Book Review – ITIL® Lite22/02/17
This book has a wide audience – from those who are trying to decide whether to apply the guidance in ITIL V3 within their organisation to those who are actively looking to build an ITIL V3 project. The audience could include project managers, project team members, IT planners, process owners, and process managers. In fact, it could include anyone involved in the application of the ITIL V3 framework.
ITIL Lite proposes an approach to the implementation of ITIL V3 processes and functions. All processes and functions are in the coverage of this publication.
Intermediate – advanced.
Well I must have been living under a rock recently! I had heard about ITIL Lite and even seen the cover of the book. I had assumed it was a similar publication in content to the “ITIL® V3 Small-scale Implementation” book. This is not the case.
The author proposes an approach to “implementing key ITIL V3 components to provide a sound basis for IT service management”.
I started reading the book where most people start – at the beginning and got no further than the preface when the hairs on the back of my neck stood up. Implementing ITIL? I don’t know for how long now myself and other service management professionals have corrected people when they talk about “implementing ITIL’. It goes along with the “ITIL compliant” and “ITIL conformant” misnomers. You cannot implement a framework.
Deciding to get over the “implementation” issue I continued to read the rest of the book and found Chapter 2 describing a process engineering approach to be extremely valuable. Here are 26 pages well worth reading and I would buy the book for this chapter alone.
The book goes onto provide guidance on the categorization of ITL V3 components and the filtering of those components to decide what to “Implement”. The book suggests that determining the essential components includes considerations such as existing components, dependencies and tools. There is no mention of business drivers. The only reason we should be looking at ITIL guidance and deciding on whether to use it is to support the business and improve the efficiency and effectiveness of the operation. At this point I checked the index at the back of the book to see if there was any entry starting with the word “business”. There wasn’t.
The rest of the book provides templates for various approaches to implementing ITIL Lite and guidance on the preparation needed.
It is only when preparing to implement ITIL Lite does the book talk about maturity assessment which I would have thought would have also been a key input to the filtering stage.
This is also much reference to ITIL V2, which I think detracts from the book. I don’t think discussing a Service Support approach or a Service Delivery approach does anything but confuse the reader. The approach should be a collection of processes deemed appropriate to be adopted together, which is driven by factors such as individual needs and business demands.

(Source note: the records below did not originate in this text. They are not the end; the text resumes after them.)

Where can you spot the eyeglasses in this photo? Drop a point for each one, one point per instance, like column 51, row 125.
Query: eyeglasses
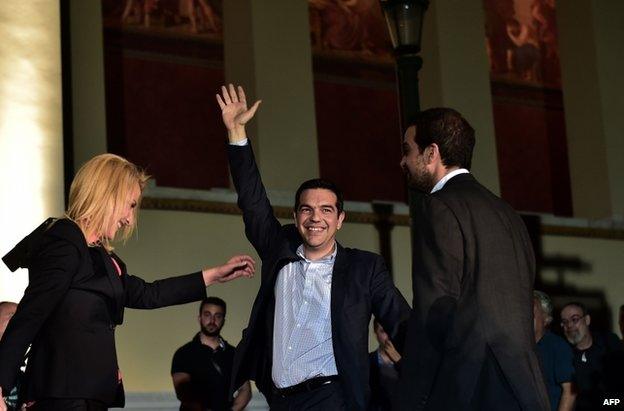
column 574, row 320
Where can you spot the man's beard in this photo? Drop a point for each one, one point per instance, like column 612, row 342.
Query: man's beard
column 212, row 332
column 574, row 337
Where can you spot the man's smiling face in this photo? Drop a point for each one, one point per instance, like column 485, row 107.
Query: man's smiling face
column 317, row 219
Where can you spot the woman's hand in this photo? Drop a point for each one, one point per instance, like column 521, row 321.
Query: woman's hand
column 3, row 406
column 237, row 266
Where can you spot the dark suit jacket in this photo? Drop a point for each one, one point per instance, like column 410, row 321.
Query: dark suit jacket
column 69, row 311
column 360, row 286
column 470, row 338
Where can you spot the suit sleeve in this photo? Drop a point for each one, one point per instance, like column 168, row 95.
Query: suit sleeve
column 50, row 276
column 437, row 270
column 163, row 293
column 261, row 226
column 388, row 304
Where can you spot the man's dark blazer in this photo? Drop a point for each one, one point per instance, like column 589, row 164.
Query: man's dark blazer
column 470, row 342
column 69, row 311
column 360, row 286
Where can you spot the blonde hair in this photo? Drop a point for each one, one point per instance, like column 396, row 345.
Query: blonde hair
column 99, row 192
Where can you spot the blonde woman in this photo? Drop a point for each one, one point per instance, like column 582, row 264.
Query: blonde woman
column 78, row 290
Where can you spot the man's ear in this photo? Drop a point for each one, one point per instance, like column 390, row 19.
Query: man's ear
column 432, row 153
column 341, row 218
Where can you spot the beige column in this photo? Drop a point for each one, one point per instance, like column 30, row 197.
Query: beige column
column 31, row 129
column 267, row 50
column 455, row 74
column 592, row 62
column 87, row 74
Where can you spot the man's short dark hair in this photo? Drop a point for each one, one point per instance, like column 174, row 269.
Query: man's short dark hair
column 450, row 131
column 316, row 183
column 213, row 301
column 577, row 304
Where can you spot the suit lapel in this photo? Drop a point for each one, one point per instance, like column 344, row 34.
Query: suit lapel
column 116, row 284
column 339, row 278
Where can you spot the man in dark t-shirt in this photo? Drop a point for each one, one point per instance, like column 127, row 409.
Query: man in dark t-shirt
column 555, row 356
column 597, row 360
column 201, row 369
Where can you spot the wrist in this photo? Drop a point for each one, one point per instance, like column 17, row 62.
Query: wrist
column 236, row 134
column 207, row 274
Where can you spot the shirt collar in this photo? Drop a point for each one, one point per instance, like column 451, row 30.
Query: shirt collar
column 221, row 342
column 447, row 177
column 328, row 259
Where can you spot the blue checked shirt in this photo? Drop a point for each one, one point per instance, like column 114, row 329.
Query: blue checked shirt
column 302, row 336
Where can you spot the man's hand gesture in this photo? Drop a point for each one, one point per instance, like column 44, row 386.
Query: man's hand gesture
column 234, row 111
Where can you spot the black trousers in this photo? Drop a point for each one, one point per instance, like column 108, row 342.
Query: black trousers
column 326, row 398
column 68, row 404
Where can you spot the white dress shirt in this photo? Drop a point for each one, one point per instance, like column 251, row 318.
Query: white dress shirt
column 302, row 335
column 447, row 177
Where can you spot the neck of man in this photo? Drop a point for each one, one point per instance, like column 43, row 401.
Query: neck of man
column 212, row 342
column 585, row 343
column 316, row 254
column 539, row 334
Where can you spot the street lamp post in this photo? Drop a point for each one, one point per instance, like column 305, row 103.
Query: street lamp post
column 404, row 19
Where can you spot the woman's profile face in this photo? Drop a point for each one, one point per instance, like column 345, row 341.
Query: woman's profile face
column 127, row 213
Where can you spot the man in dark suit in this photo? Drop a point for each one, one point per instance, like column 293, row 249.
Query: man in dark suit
column 306, row 345
column 470, row 343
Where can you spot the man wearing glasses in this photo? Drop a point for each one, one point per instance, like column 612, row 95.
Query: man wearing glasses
column 598, row 358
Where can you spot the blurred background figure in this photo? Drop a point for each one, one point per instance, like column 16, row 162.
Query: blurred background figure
column 598, row 358
column 554, row 354
column 383, row 372
column 202, row 369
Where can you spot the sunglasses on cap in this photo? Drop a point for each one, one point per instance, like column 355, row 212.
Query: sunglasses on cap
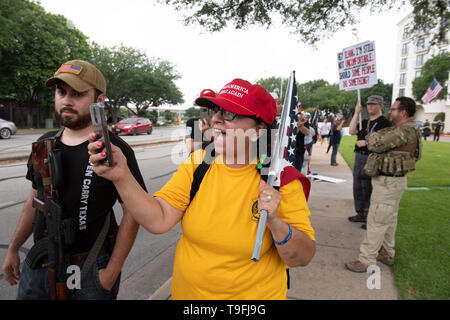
column 226, row 115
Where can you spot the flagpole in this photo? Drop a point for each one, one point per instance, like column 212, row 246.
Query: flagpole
column 360, row 114
column 274, row 165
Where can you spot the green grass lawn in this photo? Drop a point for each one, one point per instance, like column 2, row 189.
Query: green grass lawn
column 422, row 261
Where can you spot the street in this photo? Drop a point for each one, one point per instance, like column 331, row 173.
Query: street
column 154, row 252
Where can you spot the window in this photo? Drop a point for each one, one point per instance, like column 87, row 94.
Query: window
column 403, row 64
column 405, row 33
column 405, row 48
column 403, row 78
column 422, row 44
column 421, row 59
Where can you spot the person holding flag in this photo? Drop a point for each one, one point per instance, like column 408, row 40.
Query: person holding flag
column 219, row 224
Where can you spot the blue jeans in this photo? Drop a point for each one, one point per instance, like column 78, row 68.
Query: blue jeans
column 362, row 186
column 298, row 163
column 335, row 147
column 34, row 284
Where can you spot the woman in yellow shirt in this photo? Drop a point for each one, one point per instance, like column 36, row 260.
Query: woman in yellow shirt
column 213, row 256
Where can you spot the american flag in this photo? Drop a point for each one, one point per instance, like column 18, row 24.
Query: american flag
column 432, row 91
column 288, row 141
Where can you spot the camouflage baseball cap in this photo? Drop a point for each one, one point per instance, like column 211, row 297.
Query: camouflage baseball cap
column 375, row 100
column 80, row 75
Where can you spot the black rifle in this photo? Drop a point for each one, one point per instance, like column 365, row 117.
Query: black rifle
column 58, row 231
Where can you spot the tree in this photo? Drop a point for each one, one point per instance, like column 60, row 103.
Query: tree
column 306, row 92
column 312, row 20
column 33, row 44
column 132, row 78
column 274, row 85
column 436, row 67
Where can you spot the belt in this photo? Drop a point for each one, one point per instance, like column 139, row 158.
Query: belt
column 80, row 257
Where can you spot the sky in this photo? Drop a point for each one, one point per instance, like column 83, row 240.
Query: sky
column 210, row 60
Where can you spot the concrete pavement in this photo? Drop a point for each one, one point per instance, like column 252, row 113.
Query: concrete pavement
column 337, row 239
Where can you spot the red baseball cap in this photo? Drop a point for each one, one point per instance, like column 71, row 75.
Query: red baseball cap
column 243, row 98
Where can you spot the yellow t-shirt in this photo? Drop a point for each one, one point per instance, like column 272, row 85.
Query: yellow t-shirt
column 213, row 256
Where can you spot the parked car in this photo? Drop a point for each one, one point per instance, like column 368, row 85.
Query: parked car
column 7, row 129
column 133, row 126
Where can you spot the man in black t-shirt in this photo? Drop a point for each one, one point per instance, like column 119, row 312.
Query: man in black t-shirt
column 86, row 198
column 362, row 187
column 437, row 130
column 302, row 131
column 197, row 134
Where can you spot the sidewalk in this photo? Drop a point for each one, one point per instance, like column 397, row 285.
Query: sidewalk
column 337, row 241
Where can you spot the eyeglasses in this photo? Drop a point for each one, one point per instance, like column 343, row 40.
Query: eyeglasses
column 226, row 115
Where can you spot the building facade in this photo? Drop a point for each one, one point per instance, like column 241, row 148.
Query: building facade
column 411, row 54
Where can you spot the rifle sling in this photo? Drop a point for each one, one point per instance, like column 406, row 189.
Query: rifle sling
column 98, row 244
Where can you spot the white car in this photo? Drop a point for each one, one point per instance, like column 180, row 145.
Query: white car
column 7, row 129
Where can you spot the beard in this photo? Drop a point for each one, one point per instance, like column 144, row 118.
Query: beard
column 75, row 121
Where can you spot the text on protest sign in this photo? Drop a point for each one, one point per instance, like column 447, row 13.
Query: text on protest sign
column 357, row 66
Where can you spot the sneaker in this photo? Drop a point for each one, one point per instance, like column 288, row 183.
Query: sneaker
column 356, row 266
column 384, row 257
column 357, row 218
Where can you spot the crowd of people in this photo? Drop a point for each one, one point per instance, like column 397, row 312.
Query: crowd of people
column 217, row 196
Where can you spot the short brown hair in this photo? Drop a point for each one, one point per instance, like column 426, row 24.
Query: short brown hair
column 407, row 104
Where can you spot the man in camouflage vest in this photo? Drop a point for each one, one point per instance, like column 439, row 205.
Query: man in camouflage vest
column 394, row 152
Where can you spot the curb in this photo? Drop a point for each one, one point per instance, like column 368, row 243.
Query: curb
column 163, row 292
column 23, row 155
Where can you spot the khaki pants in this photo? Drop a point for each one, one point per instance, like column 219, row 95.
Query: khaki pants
column 382, row 219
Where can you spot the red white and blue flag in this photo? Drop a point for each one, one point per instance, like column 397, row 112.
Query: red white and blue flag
column 432, row 92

I will note that the author does say that his templates are only suggestions and the reader can create their own.
In summary, I would have this book in my library as I think there are valuable sources of information for those looking to adopt ITIL contained within the publication e.g. Chapter 2. I suggest you read it and select the pieces that you think are going to help you on your journey but please don’t talk about ITIL implementation and don’t forget to ask why you are doing it in the first place!